Looking at the confusion matrix, the random forest model’s accuracy was 0.792%, precision was 0.585%, and recall was 0.522%. The precision for predicting actual default cases correctly was 0.585%. Overall, the random forest model was slightly better in its accuracy and much better for its precision. However, the logistic regression model performed better than the random forest model when predicting actual default cases, as evidenced by the recall and default precision values.
Conclusion
In this project, logistic regression and random forest models were created to predict if an individual would default on their credit card.
First, the data was cleaned for accuracy and manipulated to view distributions and trends in the data. From the tables and plots created, the data had more females than males and was skewed in age, with participants below the age of 40 much more prevalent than participants over the age of 40.
Next, prediction models were created to predict an individual’s chances of defaulting on their credit card. The first model used was a logistic regression model. This model was used to predict if an individual would default on their credit card based on their information. This model is great for predicting a Yes/No classification for individuals. From the model created, three individuals were created with their unique information. In the example above, all three individuals created had a good chance of not defaulting on their credit card.
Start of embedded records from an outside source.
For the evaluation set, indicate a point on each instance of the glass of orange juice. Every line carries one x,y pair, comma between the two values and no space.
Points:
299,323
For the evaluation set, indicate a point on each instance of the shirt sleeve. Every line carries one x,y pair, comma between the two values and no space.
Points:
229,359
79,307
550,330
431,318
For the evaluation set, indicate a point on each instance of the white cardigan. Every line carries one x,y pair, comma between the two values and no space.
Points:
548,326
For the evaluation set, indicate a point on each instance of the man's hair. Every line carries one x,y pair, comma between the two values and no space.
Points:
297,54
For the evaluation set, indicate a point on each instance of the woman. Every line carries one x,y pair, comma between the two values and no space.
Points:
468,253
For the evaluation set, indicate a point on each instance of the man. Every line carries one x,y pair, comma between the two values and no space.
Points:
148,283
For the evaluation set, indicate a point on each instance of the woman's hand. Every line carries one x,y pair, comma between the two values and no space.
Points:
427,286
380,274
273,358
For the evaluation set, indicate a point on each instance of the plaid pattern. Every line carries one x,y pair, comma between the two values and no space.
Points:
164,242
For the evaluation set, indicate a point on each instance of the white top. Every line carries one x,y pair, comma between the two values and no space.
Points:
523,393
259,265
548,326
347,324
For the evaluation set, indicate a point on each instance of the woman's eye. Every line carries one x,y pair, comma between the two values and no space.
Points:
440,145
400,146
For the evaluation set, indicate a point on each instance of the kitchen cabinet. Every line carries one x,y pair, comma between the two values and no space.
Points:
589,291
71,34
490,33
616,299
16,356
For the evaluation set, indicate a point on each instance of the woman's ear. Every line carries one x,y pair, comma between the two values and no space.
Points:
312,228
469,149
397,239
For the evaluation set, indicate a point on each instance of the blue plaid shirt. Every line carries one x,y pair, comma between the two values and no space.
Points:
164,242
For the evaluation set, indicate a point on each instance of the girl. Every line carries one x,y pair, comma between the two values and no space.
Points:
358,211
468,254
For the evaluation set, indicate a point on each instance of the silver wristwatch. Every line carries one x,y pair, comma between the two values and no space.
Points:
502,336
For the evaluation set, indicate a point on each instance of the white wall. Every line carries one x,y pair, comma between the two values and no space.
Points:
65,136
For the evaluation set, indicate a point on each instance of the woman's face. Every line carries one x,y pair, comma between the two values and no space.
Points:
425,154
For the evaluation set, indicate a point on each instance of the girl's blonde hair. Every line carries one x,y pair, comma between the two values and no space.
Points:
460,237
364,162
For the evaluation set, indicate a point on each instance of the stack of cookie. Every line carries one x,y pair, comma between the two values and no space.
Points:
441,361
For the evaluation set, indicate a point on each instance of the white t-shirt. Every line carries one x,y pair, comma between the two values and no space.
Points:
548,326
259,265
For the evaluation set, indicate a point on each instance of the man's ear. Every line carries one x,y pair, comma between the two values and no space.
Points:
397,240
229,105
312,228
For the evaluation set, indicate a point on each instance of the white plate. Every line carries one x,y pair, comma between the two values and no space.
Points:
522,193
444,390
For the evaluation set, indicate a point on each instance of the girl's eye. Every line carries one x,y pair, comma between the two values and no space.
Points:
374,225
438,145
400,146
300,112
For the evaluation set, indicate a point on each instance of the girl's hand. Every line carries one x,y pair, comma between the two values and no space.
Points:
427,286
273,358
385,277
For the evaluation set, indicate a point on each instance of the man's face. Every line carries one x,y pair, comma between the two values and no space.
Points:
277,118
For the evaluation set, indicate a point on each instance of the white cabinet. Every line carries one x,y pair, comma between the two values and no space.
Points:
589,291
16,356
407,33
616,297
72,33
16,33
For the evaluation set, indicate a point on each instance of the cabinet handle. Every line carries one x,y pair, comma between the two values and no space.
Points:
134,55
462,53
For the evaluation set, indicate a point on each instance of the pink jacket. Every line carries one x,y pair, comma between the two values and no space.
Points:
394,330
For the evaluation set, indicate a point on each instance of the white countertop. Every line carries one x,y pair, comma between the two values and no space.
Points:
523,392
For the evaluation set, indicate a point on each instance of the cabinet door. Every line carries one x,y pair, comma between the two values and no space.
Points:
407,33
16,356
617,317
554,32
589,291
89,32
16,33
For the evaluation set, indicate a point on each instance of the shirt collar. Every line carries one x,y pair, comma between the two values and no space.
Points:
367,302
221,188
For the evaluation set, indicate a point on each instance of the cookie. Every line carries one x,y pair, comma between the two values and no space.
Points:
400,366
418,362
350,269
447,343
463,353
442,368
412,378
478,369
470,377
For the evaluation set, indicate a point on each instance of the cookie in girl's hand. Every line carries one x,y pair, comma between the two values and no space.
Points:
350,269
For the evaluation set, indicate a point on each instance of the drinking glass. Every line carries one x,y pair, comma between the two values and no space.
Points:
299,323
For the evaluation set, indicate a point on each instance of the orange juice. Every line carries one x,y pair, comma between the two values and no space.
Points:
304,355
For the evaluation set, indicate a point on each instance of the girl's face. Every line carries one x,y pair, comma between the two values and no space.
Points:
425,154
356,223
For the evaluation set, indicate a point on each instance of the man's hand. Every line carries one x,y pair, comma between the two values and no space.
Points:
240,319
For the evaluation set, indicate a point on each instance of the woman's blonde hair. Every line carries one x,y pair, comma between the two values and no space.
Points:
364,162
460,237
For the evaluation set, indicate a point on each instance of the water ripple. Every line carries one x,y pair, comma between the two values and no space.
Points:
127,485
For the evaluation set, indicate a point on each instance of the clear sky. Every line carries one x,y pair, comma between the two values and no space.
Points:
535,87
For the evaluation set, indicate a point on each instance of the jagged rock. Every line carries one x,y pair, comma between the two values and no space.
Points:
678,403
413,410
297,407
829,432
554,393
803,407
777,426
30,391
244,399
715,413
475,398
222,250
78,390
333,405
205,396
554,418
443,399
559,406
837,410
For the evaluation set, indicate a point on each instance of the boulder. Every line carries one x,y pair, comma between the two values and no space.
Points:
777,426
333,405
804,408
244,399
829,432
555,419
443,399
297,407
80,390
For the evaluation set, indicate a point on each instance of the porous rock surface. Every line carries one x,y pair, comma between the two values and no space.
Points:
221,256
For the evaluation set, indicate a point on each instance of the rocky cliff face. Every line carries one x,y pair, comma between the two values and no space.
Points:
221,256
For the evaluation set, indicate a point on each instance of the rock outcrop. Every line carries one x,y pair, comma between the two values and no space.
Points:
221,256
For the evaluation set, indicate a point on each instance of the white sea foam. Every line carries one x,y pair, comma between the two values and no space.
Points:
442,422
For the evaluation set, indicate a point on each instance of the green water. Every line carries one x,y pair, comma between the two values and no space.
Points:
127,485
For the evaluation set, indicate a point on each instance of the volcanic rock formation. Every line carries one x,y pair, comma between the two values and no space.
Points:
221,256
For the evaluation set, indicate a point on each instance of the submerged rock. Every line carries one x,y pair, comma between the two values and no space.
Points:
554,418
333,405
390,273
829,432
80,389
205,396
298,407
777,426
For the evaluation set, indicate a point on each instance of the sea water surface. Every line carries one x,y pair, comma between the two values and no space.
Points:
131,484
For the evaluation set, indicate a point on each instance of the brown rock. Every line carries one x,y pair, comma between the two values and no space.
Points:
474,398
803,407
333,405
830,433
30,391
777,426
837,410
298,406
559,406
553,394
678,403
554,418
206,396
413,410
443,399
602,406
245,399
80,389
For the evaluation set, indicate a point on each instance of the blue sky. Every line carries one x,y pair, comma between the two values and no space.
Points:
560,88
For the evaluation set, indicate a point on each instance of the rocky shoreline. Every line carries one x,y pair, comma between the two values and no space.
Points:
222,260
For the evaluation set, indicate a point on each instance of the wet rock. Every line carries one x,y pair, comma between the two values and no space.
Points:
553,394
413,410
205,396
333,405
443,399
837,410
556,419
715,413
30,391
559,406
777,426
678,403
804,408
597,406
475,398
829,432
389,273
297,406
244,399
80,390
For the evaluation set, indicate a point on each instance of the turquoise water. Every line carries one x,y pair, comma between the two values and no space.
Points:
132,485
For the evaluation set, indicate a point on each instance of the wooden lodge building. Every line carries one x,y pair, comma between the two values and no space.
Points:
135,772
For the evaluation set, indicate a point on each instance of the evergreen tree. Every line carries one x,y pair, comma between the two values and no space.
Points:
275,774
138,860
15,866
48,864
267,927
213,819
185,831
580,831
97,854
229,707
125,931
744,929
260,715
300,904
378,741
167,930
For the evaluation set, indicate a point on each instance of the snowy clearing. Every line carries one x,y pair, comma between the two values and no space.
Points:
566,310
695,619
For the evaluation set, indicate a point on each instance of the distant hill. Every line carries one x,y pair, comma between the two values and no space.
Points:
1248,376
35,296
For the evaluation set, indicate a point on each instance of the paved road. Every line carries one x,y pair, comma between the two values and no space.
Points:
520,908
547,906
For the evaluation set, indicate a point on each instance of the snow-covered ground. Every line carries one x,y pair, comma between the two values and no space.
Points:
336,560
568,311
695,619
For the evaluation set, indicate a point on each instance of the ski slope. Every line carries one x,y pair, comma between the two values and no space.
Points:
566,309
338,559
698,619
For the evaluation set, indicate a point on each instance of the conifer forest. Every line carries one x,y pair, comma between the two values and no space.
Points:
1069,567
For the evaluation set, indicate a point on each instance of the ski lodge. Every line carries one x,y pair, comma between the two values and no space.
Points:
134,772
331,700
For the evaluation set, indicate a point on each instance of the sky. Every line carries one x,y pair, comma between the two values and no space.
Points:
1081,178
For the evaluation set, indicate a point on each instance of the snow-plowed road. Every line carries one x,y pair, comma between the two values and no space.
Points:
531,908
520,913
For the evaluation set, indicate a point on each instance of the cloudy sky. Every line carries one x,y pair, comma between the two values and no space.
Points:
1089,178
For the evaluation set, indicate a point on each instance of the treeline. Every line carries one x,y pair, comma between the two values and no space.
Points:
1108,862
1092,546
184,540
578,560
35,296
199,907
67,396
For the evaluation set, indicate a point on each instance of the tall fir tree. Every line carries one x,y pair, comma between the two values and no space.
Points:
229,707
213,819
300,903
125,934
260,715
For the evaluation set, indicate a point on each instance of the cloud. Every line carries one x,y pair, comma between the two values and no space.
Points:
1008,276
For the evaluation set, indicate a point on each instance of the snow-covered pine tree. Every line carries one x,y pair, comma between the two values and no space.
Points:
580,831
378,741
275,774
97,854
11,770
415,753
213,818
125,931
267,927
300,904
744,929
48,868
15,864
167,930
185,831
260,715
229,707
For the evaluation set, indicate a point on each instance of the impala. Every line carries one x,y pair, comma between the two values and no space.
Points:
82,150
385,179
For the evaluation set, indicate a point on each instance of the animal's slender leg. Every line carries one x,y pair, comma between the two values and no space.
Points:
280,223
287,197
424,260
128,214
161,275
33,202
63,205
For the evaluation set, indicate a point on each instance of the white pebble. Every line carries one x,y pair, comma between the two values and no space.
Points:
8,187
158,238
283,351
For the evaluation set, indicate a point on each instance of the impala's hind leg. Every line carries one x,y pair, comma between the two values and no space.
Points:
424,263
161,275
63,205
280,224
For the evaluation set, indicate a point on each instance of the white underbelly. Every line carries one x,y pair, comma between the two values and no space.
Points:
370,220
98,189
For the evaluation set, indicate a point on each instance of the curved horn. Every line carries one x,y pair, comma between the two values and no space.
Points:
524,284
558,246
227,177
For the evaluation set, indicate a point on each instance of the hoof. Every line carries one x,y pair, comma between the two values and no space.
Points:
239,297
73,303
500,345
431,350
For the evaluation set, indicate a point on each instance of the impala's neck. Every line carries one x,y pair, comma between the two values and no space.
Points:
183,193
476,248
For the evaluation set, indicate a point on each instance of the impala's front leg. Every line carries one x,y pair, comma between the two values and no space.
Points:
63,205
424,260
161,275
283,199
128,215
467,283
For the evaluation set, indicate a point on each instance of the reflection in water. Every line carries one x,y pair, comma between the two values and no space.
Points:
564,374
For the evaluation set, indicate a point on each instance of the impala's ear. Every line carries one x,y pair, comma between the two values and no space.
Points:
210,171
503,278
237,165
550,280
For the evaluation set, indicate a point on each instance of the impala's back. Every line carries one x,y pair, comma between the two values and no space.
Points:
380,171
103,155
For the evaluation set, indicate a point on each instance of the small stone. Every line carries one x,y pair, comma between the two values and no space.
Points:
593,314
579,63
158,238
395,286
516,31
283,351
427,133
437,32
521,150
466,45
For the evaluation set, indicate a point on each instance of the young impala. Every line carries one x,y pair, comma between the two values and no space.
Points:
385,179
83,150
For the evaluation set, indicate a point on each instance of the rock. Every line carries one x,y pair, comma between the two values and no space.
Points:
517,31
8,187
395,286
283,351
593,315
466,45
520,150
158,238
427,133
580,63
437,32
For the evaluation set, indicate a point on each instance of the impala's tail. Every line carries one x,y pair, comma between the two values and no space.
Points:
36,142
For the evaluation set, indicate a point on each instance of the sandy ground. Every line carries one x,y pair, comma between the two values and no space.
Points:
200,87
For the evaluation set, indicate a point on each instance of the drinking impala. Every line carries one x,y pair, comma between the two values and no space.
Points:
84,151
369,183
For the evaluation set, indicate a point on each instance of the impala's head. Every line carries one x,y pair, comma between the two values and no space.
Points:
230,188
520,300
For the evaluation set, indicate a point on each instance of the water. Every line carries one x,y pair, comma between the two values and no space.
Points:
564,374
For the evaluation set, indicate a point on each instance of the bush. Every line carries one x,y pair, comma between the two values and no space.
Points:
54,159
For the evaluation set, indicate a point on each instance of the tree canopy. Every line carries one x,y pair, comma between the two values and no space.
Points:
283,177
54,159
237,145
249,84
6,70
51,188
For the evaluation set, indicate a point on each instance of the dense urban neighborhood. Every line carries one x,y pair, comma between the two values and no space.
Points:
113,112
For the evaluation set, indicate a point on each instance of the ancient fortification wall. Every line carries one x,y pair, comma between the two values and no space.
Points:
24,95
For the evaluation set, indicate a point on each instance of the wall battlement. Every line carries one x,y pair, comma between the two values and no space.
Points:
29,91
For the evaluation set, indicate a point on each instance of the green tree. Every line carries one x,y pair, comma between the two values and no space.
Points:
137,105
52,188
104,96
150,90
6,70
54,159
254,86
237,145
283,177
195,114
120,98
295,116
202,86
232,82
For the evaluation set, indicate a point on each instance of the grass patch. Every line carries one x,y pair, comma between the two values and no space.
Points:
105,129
A random forest model was also created to determine the most important variables in a prediction model, as well as to see the accuracy of the created model. From the results, the random forest model could accurately predict someone not defaulting on their credit card, but had a more difficult time accurately predicting when someone would default on their credit card.
When comparing the two models, the following table was created:
set.caption("Performance for Logistic Regression and Random Forest Models")
data.table = rbind(c(log_accuracy_opt, log_precision_opt, log_recall_opt, log_pos_precision_opt), c(rf_accuracy, rf_precision, rf_recall, rf_pos_precision))
colnames(data.table) = c("Accuracy", "Precision", "Recall", "Default Precision")
rownames(data.table) = c("Logistic Regression", "Random Forest")
pander(data.table)| Accuracy | Precision | Recall | Default Precision | |
|---|---|---|---|---|
| Logistic Regression | 0.8114 | 0.1982 | 0.7701 | 0.9834 |
| Random Forest | 0.7918 | 0.5854 | 0.522 | 0.5854 |
Overall, it seems the logistic regression model has a higher recall and default precision rate than the random forest model, but does worse than the random forest model in accuracy and precision. This means the logistic regression model has less false negatives than the random forest model, but also has more false positives. Though the accuracy seems fairly high for the random forest prediction model, I am concerned with the false negative rates and the low default precision percentage.
Though these prediction models are acceptable, there is room for improvement, particularly in accurately predicting client that will default. I believe adding certain variables such as credit score, credit age, and credit card utilization can help improve the prediction models.
Thank you for viewing my project.